You are a history teacher. Does having a knowledge of history influence your thoughts on photography and/or your artwork?
More than having any particular historical knowledge, being a lover of history is about curiosity and chasing after that hidden story. This is what I teach my students in Crown Heights. As a photographer, I think about taking photographs that tell a story that gives voice to that marginal narrative. Because I approach photography as a storyteller, I believe formal and informal interviews of the people I photograph are central. I am in the process of beginning a project with an audio-based component for each photograph. Also, I believe doing research before and after shooting is important. I want to know what kinds of narratives (written and visual) have already been captured so that I give some love and shine to narratives that have received less attention.
Being a historian allows me to be conscious of my relationship to the people I am photographing. It’s no longer about creating an image; it becomes an opportunity to create new relationships between human beings if only for that moment. I want to express my love for humanity and steer clear of exploitative shots that reinforce existing stereotypes…and I want to do this while staying true to what I see in that moment. I do not want my shots to be decontextualized ethnographic shots.
Do you have a community of artists around you that help feed your creativity? How do you push yourself to produce your very best work?
Having moved to New York only 3 months ago, the physical community is still developing and I feel inspired by everyday scenes that push me to think about how to craft a photograph that tells a story. Back home in California, my family was a great source of support.
One source of inspiration has been Mambu Badu, a photography collective founded by Allison McDaniel, Daniel Scruggs and myself. Mambu Badu is a photography collective that seeks to find, expose, and nurture emerging female photographers of African descent. “Mambu Badu” is an adaptation of the KiSwahili phrase “Mambo Bado” which is loosely translated as “the best has yet to come.” At this moment, we dwell in an exciting space of possibility where we can grow as artists. We invite other female photographers of African descent to join us in this journey. We are approaching our art and this collective with a humble heart, a curious nature, and a persevering spirit.

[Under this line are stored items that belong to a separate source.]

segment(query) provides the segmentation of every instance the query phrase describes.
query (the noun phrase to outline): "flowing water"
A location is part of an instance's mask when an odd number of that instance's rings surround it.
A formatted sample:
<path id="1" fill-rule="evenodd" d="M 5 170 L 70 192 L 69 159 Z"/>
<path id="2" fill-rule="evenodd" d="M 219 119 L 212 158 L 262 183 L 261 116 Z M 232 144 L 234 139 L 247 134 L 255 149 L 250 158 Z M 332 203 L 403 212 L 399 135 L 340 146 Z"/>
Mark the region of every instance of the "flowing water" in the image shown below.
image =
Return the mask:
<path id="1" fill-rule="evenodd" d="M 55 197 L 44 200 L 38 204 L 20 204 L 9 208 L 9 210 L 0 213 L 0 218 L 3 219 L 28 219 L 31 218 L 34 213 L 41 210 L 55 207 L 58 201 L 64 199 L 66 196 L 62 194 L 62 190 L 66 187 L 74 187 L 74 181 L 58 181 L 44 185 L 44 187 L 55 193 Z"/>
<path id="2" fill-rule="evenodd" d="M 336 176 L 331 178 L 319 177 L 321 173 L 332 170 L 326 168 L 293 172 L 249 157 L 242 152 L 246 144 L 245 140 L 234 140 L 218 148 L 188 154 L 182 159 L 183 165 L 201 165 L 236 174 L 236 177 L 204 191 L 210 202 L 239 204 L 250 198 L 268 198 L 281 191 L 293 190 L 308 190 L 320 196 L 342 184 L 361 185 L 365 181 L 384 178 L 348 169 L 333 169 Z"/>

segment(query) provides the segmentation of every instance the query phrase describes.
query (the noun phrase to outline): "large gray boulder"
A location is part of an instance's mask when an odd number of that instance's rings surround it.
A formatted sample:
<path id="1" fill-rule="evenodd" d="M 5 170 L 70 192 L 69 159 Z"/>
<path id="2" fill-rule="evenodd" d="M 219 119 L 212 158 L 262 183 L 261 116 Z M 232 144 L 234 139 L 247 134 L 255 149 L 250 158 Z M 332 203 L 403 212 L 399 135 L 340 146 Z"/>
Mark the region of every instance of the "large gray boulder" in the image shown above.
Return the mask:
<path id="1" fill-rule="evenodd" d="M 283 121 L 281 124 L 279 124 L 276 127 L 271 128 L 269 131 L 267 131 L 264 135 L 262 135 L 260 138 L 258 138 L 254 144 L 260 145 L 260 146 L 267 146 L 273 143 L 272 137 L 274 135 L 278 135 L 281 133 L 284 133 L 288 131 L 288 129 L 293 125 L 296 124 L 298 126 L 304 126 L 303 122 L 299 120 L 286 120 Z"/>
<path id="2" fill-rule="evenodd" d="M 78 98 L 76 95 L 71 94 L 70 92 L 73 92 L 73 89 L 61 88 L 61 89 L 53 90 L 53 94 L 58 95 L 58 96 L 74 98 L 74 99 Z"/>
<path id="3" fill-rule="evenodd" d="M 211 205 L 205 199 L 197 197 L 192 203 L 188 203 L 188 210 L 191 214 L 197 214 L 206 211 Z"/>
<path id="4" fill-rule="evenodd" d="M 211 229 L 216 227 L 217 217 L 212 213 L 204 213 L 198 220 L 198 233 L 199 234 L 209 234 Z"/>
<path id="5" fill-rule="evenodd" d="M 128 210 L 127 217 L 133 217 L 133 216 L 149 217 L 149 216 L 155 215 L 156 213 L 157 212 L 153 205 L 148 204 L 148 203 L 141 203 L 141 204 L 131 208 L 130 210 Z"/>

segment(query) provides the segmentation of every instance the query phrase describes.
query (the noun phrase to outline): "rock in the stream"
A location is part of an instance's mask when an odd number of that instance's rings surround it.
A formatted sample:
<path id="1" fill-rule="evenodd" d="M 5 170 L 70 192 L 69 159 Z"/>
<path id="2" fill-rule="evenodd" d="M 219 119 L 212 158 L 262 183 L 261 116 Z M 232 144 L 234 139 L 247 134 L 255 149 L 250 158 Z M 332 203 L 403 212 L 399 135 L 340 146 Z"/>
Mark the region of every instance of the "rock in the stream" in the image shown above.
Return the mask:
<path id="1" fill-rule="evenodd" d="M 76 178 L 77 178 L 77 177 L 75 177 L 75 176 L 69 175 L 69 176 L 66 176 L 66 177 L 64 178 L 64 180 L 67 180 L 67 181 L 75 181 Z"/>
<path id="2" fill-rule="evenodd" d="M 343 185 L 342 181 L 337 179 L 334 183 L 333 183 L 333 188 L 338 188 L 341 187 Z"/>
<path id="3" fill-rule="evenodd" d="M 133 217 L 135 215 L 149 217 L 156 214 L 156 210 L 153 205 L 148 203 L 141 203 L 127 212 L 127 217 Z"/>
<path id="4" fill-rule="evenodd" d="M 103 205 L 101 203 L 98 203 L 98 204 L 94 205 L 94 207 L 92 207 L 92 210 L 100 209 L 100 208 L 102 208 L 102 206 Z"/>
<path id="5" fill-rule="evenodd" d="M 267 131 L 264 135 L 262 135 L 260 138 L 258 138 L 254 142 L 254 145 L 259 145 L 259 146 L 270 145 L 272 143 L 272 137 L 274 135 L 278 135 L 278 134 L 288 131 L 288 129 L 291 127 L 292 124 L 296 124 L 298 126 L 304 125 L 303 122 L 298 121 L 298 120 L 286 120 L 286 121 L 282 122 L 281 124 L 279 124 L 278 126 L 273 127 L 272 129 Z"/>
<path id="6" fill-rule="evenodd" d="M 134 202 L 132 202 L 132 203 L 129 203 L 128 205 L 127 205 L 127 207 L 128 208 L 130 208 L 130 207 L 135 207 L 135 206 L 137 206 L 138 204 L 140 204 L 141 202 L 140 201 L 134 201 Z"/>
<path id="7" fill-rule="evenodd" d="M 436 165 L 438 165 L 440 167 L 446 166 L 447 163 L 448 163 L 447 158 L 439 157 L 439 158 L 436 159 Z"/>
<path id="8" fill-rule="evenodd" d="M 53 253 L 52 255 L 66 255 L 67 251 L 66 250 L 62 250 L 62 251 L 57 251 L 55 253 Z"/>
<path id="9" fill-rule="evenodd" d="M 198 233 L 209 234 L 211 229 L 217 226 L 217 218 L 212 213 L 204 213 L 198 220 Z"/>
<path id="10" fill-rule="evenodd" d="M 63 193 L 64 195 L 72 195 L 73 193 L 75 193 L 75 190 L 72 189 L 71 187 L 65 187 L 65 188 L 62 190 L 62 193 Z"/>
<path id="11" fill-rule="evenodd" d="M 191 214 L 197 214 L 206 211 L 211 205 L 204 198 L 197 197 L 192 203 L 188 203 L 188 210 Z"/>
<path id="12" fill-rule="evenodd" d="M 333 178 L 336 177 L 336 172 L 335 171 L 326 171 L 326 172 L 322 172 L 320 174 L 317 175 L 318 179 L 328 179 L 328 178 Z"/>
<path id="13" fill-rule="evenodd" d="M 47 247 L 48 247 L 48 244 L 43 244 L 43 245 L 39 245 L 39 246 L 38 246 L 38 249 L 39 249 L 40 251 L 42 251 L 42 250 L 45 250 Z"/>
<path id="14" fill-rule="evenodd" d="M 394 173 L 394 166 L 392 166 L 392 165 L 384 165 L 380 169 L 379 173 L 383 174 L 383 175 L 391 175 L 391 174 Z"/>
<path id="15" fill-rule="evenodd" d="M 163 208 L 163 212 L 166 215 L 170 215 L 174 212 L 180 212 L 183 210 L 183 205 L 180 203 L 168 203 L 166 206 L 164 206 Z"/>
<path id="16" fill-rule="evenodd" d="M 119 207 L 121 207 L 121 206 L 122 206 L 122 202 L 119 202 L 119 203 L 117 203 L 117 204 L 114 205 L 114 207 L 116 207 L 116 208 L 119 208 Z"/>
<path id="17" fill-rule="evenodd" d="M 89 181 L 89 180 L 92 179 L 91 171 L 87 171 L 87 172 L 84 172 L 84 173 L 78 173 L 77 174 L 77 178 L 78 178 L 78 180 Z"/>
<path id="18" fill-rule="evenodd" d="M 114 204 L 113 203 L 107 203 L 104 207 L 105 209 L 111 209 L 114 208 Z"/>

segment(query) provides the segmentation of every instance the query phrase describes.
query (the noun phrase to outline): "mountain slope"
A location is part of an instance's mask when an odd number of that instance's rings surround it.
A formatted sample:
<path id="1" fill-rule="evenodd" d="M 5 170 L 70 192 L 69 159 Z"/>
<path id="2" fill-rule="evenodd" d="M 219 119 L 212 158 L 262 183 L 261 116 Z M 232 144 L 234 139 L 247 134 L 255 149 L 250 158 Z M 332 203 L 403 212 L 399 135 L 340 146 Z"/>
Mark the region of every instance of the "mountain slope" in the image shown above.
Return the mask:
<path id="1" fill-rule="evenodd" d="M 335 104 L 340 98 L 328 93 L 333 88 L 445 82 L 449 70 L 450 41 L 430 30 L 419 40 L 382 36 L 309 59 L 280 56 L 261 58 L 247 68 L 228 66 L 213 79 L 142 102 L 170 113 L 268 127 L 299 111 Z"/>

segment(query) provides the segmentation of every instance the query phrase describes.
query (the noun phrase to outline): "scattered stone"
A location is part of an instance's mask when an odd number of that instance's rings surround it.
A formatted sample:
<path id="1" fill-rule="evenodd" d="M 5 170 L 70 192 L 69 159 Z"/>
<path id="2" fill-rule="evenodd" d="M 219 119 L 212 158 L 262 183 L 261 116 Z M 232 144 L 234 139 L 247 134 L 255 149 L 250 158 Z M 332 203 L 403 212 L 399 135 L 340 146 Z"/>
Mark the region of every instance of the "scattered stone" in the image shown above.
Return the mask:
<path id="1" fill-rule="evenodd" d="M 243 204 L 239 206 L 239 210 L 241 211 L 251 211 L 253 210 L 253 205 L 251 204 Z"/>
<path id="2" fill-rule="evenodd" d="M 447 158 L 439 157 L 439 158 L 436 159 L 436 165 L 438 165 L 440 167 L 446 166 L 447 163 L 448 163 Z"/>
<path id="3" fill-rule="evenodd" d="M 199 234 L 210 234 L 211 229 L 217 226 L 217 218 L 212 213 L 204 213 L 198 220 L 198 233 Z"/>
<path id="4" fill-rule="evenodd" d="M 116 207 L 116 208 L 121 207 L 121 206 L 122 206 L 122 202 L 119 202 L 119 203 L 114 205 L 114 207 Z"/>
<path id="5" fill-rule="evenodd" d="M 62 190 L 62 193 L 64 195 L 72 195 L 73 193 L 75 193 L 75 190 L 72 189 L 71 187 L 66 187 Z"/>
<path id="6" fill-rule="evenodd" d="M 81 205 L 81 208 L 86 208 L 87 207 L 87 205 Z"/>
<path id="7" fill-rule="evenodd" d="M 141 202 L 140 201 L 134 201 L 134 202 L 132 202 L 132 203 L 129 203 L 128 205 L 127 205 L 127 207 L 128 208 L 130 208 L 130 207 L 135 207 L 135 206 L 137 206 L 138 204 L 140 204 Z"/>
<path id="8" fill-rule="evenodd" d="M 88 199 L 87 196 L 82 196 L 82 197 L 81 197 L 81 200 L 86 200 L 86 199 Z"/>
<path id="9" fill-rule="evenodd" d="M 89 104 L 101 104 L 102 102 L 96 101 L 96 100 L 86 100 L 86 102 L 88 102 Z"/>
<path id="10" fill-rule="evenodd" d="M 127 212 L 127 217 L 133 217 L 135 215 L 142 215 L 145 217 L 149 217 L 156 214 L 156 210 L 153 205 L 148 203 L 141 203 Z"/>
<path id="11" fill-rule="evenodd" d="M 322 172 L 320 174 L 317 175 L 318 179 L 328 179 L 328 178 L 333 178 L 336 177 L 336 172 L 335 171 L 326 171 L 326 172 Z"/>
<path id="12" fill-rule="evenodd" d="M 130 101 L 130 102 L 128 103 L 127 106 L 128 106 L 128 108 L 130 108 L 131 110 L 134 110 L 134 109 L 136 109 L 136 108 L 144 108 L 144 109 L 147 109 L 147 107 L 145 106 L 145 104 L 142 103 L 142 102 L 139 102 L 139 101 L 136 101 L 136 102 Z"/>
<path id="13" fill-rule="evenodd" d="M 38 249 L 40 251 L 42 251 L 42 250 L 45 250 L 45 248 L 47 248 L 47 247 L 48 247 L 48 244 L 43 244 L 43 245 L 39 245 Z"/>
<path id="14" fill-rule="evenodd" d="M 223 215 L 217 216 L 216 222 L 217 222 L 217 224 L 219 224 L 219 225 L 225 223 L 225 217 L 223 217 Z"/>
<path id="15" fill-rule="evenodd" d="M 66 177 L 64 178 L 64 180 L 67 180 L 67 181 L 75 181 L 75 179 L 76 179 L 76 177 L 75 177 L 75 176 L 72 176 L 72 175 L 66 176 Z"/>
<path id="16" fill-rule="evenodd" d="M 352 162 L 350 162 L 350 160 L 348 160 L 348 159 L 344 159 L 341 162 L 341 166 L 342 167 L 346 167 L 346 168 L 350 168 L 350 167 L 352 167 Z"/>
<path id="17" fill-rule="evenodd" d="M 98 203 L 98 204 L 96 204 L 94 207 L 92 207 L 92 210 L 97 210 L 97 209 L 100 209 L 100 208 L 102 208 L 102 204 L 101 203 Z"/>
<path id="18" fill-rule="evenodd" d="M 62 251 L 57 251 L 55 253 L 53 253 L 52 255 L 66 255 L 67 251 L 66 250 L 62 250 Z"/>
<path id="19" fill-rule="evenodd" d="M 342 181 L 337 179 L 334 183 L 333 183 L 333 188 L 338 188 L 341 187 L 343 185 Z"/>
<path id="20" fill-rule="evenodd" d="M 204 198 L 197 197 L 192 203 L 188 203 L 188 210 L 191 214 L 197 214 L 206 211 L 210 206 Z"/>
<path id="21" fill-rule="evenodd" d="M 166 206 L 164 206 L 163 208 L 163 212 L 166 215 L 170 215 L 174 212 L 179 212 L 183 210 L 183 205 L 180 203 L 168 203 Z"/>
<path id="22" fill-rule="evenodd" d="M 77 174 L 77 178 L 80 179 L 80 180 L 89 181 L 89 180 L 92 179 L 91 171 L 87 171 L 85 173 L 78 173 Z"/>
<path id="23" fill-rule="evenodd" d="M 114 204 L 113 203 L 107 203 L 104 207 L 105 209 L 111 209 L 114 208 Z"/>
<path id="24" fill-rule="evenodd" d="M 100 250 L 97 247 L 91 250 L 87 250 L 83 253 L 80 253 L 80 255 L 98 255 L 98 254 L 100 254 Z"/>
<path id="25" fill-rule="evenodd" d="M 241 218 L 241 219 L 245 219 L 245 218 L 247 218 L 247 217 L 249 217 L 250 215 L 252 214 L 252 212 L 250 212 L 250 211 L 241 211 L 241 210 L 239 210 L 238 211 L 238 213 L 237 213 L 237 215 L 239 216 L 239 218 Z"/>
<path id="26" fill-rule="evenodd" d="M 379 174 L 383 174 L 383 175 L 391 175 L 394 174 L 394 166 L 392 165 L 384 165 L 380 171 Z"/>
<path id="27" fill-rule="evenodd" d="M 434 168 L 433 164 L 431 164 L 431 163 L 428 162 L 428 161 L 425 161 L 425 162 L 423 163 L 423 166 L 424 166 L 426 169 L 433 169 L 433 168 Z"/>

You live in New York. How does the character and environment of New York influence your work?
New York reminds me to look at the details and to find beauty in the mundane. Things are much busier than my small California town of 30,000 people. The fast pace of this city makes photography even more intriguing—the opportunity to slow time down…just a bit.
Can you share with us some of your photography?
What does living unchained mean to you?
Living unchained is not waiting for permission to be great.